Entry from August 19, 2010

He’s at it again. As The New York Times reports, at every stop on his recent campaign swing, President Obama was “road-testing” his mid-term stump speech, and every time he made use of the same metaphor, the one about how the Republicans have driven the country into a ditch and the Democrats are stuck with the job of getting it out of the ditch:

“We put on our boots and walked into the ditch — it’s muddy and hot and dusty and bugs everywhere — and we’re pushing,” Mr. Obama said of the efforts of the White House and its Democratic partners in Congress. And we’re slipping and sliding and sweating, and the other side, the Republicans, they’re standing there with their Slurpees watching us,” Mr. Obama said, building up to the punch line, which he has been refining (minus the Slurpees) for several months. “Finally we get this car to level ground. Finally we’re ready to move forward, go down that road once again to American prosperity, and what happens? They want the keys back. Well, you can’t have the keys back,” he said to cheers in Milwaukee on Monday. “You don’t know how to drive. You got us into the ditch.”

But, pace Helene Cooper, the Times reporter, this is not the punch line. The punch line is still to come:

“You notice that when you move forward in your car, you put it in ‘D’; when you want to go backwards, you put it in ‘R?’ ” Mr. Obama said to wild cheers in Seattle, where, for the first time, he pantomimed drinking a Slurpee as he caricatured his Republican opponents. “Back into that ditch! Keep that in mind in November. That’s not a coincidence.”

It precisely is a coincidence, but it’s also a very odd sort of ditch that he’s imagining, isn’t it? The President’s metaphor would work only if we had been backed into the ditch. Most people take their vehicles into ditches, as the U.S. economy in the middle aughties was certainly taken, very firmly, even recklessly, in D, heedless of what might lie ahead, not behind. That means that we have to try to get out of it by putting our machine, still spinning its wheels in a vain attempt to keep going in the same wrong direction, in R — though, as in most ditches, we will probably also need a bit of a push in the R direction. That’s what the tea partiers are for, perhaps.

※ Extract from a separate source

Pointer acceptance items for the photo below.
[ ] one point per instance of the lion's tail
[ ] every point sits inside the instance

Beyond this mistake, however, is another, and more significant one that I have noted before. For the President’s metaphor is also typical of the Democrats’ “progressive” and historicist delusion, inherited from Marx, that there is only one direction forward, that only they and their allies know what it is, and that it is always the right one. The same delusion was evident last summer when President Obama, while declining to do anything to further the cause of the Iranian pro-democracy protestors, very kindly assured them that they were “on the right side of history” — and so, presumably, were assured of success even without his or America’s help.

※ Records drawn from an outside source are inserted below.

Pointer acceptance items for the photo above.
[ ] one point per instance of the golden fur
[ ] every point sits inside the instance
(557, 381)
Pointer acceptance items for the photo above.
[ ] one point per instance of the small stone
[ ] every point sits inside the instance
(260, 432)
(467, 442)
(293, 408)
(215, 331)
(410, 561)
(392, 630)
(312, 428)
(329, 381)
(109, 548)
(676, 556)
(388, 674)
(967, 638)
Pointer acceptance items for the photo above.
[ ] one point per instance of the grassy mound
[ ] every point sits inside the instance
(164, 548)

Likewise, last winter, he was prepared to overlook Harry Reid’s injudicious language about his own lack of a “Negro dialect — unless he wanted to have one” by saying that he was “on the right side of history.” Also, “a good man,” which perhaps comes to the same thing in his book. Not long before, Senator Reid himself had scolded the Republican opponents of his and his Democratic colleagues’ disastrous and misbegotten health care bill for not “joining us on the right side of history,” and compared them to apologists for slavery. Those possessed of such rhetorical over-confidence are even more unlikely than most people to respond to Oliver Cromwell’s plea: “I beseech you, in the bowels of Christ, think it possible you may be mistaken.” But they do remind us of which party it is that supposes the best way to get your car out of a ditch is to gun the engine in D.